Building wealth from the bottom up in local communities is essential for improving the well-being of people. Trickle-down economics is a lie that allowed the extraction of wealth from communities during the last several decades. With the passage of NAFTA in the 1990s, corporations abandoned domestic production across America to chase profits through cheaper labor overseas. In Buffalo, New York, the local economy languished and unemployment rose dramatically when industries left. Then local organizers took a whole-systems approach to economic development and began innovating with worker-owned cooperatives, business incubators, and a community land trust program.

People experience the joy of belonging as they invest in the well-being of their families and communities.

“Money-Wise Women” guest Kelly Baker is the interim co-director of the New Economy Coalition,  a national network that is building solidarity and encouraging policy change. They connect over 200 organizations with effective strategies for economic justice.

Kelly says, “The New Economy Coalition is bringing wealth and decision-making into communities. We have a bird’s-eye view of what’s happening across America’s new economy movement through a network of people around the country. We have a menu of policy options that are often not being advocated. We see what’s happening on the front line of economic and ecological disasters.”

It is essential to address systemic economic inequality and how it contributes to both racial and environmental suffering.
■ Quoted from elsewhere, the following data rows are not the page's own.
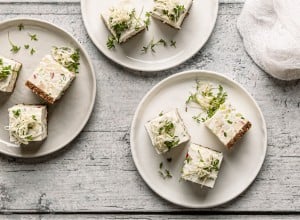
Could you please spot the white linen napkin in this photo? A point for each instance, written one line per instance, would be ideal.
(271, 33)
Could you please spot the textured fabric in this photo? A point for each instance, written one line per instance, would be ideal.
(271, 33)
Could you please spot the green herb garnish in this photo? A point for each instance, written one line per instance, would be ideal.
(173, 43)
(33, 37)
(111, 42)
(152, 44)
(147, 21)
(209, 100)
(161, 165)
(17, 112)
(14, 48)
(177, 11)
(165, 174)
(21, 27)
(32, 51)
(171, 144)
(30, 138)
(168, 174)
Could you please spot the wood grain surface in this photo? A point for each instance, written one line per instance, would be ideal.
(96, 174)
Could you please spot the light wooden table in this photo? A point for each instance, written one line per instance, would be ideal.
(95, 177)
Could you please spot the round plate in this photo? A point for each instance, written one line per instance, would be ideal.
(240, 165)
(195, 31)
(69, 115)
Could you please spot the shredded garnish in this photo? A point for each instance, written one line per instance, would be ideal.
(204, 167)
(209, 98)
(171, 8)
(25, 128)
(5, 71)
(68, 57)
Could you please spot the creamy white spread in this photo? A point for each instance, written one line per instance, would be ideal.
(9, 70)
(68, 57)
(123, 22)
(27, 123)
(51, 77)
(226, 123)
(202, 165)
(171, 12)
(167, 131)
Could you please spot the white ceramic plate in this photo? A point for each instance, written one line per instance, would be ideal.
(195, 31)
(240, 165)
(67, 117)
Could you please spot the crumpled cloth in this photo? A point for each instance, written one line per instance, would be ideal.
(271, 33)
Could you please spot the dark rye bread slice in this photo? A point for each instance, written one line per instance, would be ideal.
(40, 92)
(239, 135)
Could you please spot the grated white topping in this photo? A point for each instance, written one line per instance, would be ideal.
(25, 128)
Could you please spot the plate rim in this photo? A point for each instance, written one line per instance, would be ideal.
(135, 118)
(93, 75)
(132, 67)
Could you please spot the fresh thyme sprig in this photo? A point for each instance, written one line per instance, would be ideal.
(173, 43)
(111, 42)
(211, 99)
(21, 27)
(152, 44)
(147, 21)
(164, 174)
(14, 48)
(33, 37)
(5, 72)
(32, 51)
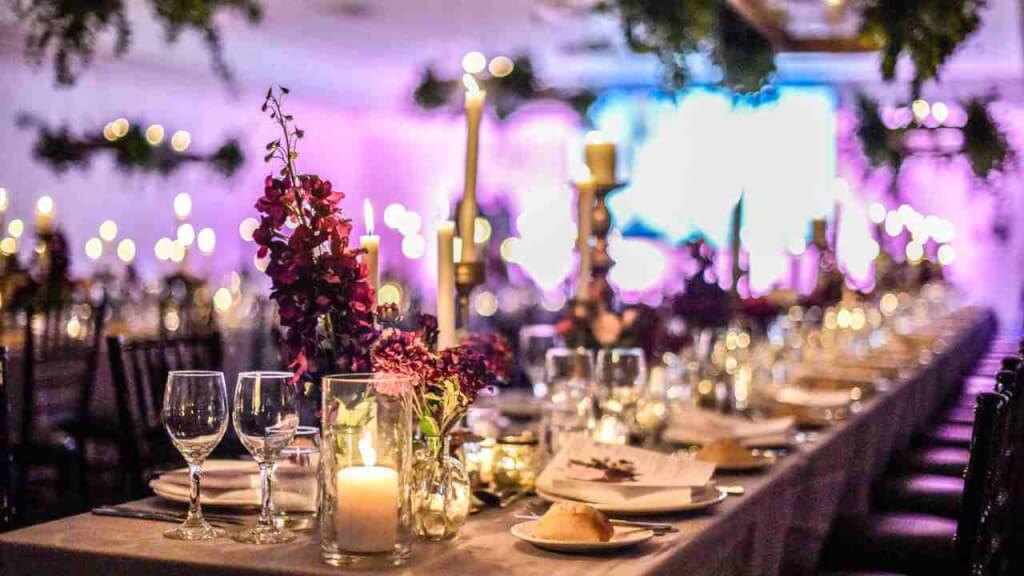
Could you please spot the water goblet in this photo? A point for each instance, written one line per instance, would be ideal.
(195, 415)
(266, 416)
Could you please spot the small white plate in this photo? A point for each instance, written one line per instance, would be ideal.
(700, 498)
(623, 538)
(759, 463)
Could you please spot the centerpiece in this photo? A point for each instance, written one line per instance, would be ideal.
(446, 383)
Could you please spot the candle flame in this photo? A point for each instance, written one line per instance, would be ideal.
(443, 206)
(367, 451)
(368, 215)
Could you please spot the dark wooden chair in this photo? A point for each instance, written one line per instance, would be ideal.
(974, 544)
(59, 360)
(139, 370)
(6, 458)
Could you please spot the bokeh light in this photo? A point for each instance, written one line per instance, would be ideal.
(247, 229)
(182, 205)
(206, 241)
(94, 248)
(109, 231)
(126, 250)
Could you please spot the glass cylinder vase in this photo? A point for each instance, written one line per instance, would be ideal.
(366, 463)
(440, 491)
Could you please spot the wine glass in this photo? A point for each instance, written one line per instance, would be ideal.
(535, 341)
(195, 414)
(266, 416)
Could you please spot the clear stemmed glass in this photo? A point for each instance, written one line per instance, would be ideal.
(266, 415)
(195, 414)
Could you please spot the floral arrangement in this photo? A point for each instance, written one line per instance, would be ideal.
(448, 381)
(320, 283)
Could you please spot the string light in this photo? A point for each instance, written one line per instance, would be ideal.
(126, 250)
(180, 140)
(185, 235)
(94, 248)
(501, 67)
(109, 231)
(206, 240)
(155, 134)
(182, 205)
(222, 299)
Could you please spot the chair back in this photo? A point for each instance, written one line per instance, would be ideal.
(139, 370)
(6, 458)
(983, 530)
(60, 357)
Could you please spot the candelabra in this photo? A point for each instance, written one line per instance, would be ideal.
(601, 262)
(467, 277)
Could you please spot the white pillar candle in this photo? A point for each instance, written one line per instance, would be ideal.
(371, 243)
(599, 154)
(467, 210)
(445, 285)
(585, 215)
(45, 210)
(367, 516)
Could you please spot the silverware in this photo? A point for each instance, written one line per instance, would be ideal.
(732, 490)
(176, 518)
(654, 527)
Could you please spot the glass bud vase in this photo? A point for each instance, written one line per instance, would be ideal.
(366, 465)
(440, 491)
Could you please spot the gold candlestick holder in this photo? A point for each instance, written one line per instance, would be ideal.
(467, 277)
(601, 262)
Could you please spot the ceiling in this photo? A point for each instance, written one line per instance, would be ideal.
(370, 52)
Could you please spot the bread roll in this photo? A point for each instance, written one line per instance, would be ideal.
(571, 522)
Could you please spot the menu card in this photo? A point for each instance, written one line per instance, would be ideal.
(587, 470)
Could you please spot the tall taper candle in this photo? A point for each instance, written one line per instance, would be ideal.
(467, 210)
(585, 215)
(445, 285)
(599, 154)
(371, 243)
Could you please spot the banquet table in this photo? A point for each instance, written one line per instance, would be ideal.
(777, 527)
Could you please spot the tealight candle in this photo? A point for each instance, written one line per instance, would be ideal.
(371, 243)
(367, 513)
(599, 154)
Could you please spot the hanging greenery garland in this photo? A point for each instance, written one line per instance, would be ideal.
(61, 150)
(505, 94)
(676, 30)
(70, 30)
(927, 31)
(984, 144)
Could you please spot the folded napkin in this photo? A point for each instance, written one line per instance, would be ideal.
(813, 399)
(236, 483)
(694, 425)
(577, 472)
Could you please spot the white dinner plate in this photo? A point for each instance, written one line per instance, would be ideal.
(760, 462)
(700, 498)
(623, 538)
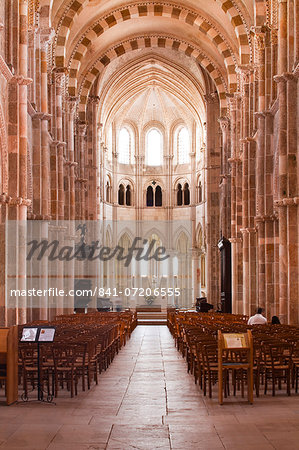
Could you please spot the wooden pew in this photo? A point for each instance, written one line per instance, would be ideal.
(9, 360)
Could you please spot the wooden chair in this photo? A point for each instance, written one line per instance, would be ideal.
(64, 357)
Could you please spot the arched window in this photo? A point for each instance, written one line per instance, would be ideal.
(199, 192)
(124, 146)
(108, 191)
(149, 196)
(121, 195)
(154, 196)
(158, 196)
(109, 143)
(179, 195)
(183, 146)
(128, 195)
(154, 148)
(186, 194)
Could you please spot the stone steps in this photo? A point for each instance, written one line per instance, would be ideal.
(152, 318)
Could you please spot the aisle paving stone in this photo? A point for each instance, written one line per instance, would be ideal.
(147, 400)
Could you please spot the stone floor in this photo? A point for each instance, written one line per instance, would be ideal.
(146, 400)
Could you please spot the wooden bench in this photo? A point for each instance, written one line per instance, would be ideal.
(9, 362)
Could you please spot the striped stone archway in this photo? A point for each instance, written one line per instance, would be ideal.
(150, 41)
(180, 13)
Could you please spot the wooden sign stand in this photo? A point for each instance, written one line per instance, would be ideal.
(9, 358)
(238, 349)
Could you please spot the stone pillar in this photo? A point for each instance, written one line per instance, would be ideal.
(72, 104)
(293, 197)
(283, 188)
(196, 273)
(59, 81)
(45, 36)
(213, 198)
(81, 180)
(225, 209)
(23, 203)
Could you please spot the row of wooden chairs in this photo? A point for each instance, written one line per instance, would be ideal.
(276, 352)
(84, 346)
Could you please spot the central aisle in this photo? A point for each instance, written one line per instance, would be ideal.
(146, 400)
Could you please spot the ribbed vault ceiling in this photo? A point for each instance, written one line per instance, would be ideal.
(90, 34)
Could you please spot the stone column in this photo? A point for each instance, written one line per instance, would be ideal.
(23, 82)
(213, 198)
(81, 180)
(225, 178)
(196, 273)
(293, 197)
(45, 37)
(59, 82)
(72, 104)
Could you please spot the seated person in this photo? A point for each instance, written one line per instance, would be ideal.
(275, 321)
(202, 305)
(258, 318)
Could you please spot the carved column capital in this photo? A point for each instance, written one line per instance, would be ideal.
(72, 103)
(82, 128)
(224, 123)
(46, 36)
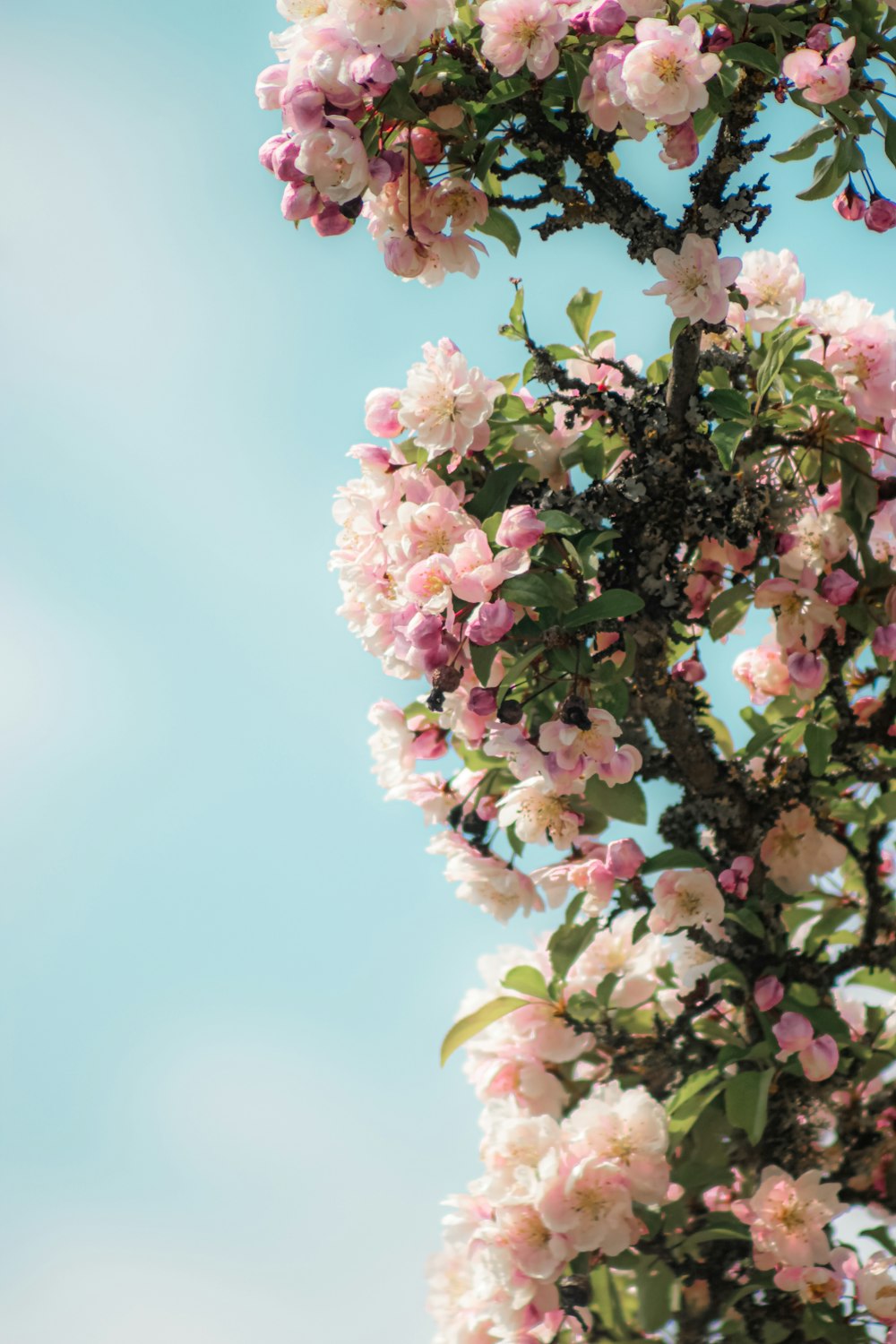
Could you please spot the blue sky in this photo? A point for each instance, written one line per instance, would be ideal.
(225, 965)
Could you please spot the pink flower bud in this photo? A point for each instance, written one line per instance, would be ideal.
(880, 215)
(720, 38)
(820, 1058)
(884, 642)
(839, 588)
(520, 527)
(330, 222)
(269, 88)
(606, 18)
(482, 702)
(818, 37)
(807, 672)
(426, 145)
(266, 152)
(849, 203)
(490, 621)
(430, 744)
(284, 161)
(689, 671)
(793, 1034)
(303, 108)
(767, 992)
(301, 201)
(381, 413)
(624, 859)
(680, 147)
(447, 117)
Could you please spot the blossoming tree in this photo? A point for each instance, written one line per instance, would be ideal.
(686, 1083)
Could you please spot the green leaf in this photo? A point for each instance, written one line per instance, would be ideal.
(673, 859)
(727, 440)
(747, 1101)
(493, 496)
(482, 658)
(807, 142)
(818, 739)
(654, 1282)
(624, 801)
(691, 1110)
(556, 521)
(477, 1021)
(498, 225)
(748, 54)
(829, 172)
(581, 311)
(608, 607)
(568, 943)
(527, 980)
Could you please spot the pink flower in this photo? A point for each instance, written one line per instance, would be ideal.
(735, 881)
(689, 671)
(788, 1218)
(884, 642)
(820, 1059)
(664, 77)
(820, 77)
(680, 145)
(876, 1287)
(624, 859)
(336, 160)
(520, 527)
(381, 413)
(595, 99)
(880, 215)
(694, 281)
(793, 1034)
(772, 285)
(796, 849)
(763, 672)
(446, 405)
(589, 1201)
(269, 88)
(807, 672)
(767, 992)
(686, 900)
(839, 588)
(521, 32)
(490, 623)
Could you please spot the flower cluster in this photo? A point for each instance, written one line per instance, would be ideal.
(381, 102)
(681, 1081)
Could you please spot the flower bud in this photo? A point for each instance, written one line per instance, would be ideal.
(624, 859)
(880, 215)
(482, 702)
(839, 588)
(767, 992)
(520, 527)
(330, 220)
(490, 623)
(269, 86)
(301, 201)
(820, 1059)
(849, 203)
(266, 152)
(284, 161)
(689, 671)
(720, 38)
(426, 145)
(884, 642)
(381, 413)
(818, 37)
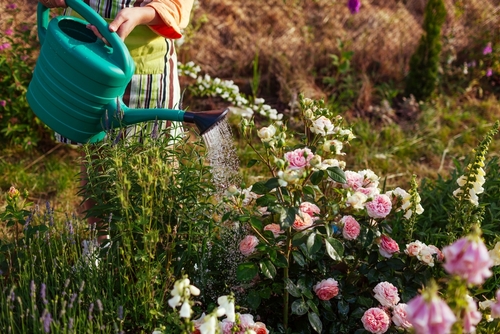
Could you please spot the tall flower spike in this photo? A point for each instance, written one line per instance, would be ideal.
(471, 183)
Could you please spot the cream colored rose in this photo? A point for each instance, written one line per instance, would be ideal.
(266, 134)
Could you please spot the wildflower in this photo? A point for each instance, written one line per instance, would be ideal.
(354, 6)
(299, 158)
(413, 248)
(266, 134)
(326, 289)
(399, 316)
(387, 246)
(310, 208)
(334, 146)
(357, 200)
(209, 325)
(227, 304)
(302, 222)
(429, 314)
(495, 254)
(426, 255)
(353, 180)
(47, 320)
(43, 289)
(487, 49)
(322, 126)
(248, 244)
(13, 193)
(471, 316)
(376, 320)
(185, 311)
(386, 294)
(495, 306)
(289, 176)
(275, 228)
(351, 228)
(468, 258)
(379, 207)
(260, 328)
(120, 312)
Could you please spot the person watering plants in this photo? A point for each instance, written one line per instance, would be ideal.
(148, 29)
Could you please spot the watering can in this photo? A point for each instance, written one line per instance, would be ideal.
(78, 80)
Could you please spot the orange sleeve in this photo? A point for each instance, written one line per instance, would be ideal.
(174, 14)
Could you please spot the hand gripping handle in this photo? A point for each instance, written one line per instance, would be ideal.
(120, 53)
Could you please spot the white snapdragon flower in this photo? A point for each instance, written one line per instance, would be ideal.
(289, 176)
(357, 200)
(227, 303)
(209, 324)
(334, 146)
(266, 134)
(322, 126)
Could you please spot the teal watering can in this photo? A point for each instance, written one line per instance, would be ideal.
(78, 80)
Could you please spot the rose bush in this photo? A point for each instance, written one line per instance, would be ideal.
(328, 243)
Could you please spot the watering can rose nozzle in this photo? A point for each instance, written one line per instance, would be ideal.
(205, 120)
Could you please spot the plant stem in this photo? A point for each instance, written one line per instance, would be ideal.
(285, 277)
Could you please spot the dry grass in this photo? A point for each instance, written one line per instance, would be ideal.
(295, 38)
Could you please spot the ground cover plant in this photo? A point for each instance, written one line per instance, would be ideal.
(351, 217)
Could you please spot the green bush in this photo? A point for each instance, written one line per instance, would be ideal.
(424, 63)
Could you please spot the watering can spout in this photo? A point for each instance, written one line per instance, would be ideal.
(205, 120)
(78, 81)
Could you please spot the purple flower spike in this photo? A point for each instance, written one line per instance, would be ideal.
(487, 49)
(354, 6)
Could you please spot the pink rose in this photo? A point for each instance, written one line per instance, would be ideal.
(351, 227)
(353, 180)
(260, 328)
(413, 248)
(379, 207)
(299, 158)
(471, 316)
(386, 294)
(495, 308)
(226, 327)
(246, 322)
(387, 246)
(439, 254)
(399, 316)
(311, 209)
(376, 320)
(275, 228)
(248, 244)
(430, 317)
(468, 259)
(326, 289)
(303, 222)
We must transcend the old paradigm of either capitalism or socialism, because this false polarization is a distraction from other approaches. True wealth is created as communities focus on how to cooperate in caring for each other and stewarding resources more responsibly together.

“The New Economy Coalition aims to create jobs, housing, cooperatives, and funds where people have direct say in how those resources are distributed and have ownership of their own labor and time. Let’s create an economic ecosystem where solidarity is the baseline and we enable people to cooperate more effectively.”

Feminine leaders bring the heart back into the economy through integral relationships. Prosperity is more than numbers measuring growth. The well-being of our living ecosystem on Earth includes the health of children, elderly, soil, and water.

Riane Eisler is a cultural historian, systems scientist, educator, attorney, speaker, author, and founder of the Center for Partnership Studies. Her multi-disciplinary approaches move beyond polarized thinking of right versus left, capitalism versus socialism. Her extensive research shows how the partnership system and domination system are the two underlying structures of politics and economics. She explains how the real wealth of nations is built upon the caring economy. Her work provides the philosophical underpinnings for a partnership system that emphasizes the health and well-being of women, children, and the Earth we call home.

Riane’s research has lead me to believe that fully valuing the work of women is essential. It’s time to disengage from systems of domination and to participate in partnership systems that value everyone’s contributions.

Kelly says, “Sharing, gift economy, and caretaking are still economic activities. Modern capitalism has put primacy on paid labor in the professional world. Entire swaths of economic activity that are predominantly done by women have become invisible because they are often unpaid or undervalued.”

The New Economy Coalition believes that economic justice in America includes returning stolen money and land. The Southern Reparations Loan Fund is one group who is returning wealth to the descendants of slaves. This fund makes business loans to cooperatively owned businesses that are anchored in predominantly black communities in the South.

Strengthened by their association with the New Economy Coalition, communities are taking innovative approaches to create more vibrant local economies. In Buffalo, two non-profits that are leading this movement are Open Buffalo and Cooperation Buffalo

As we value the work of caring for people and planet, we create a legacy of true wealth and feel the joy of belonging.

Kelly Baker is the interim co-director of the New Economy Coalition, a national network that is building the collective power of the new economy movement in the United States. The New Economy Coalition is a network of 210 organizations who are imagining and creating an economic system that puts people and the planet before profit.

A Boston native, Kelly has spent most of her career securing resources for the non-profit sector in Greater Boston. Before joining the New Economy Coalition, she worked in development and communications at youth after-school programs, including ZUMIX, Sociedad Latina, and Science Club for Girls. Kelly is particularly interested in the transformative role that philanthropy and wealth redistribution will play in the new economy.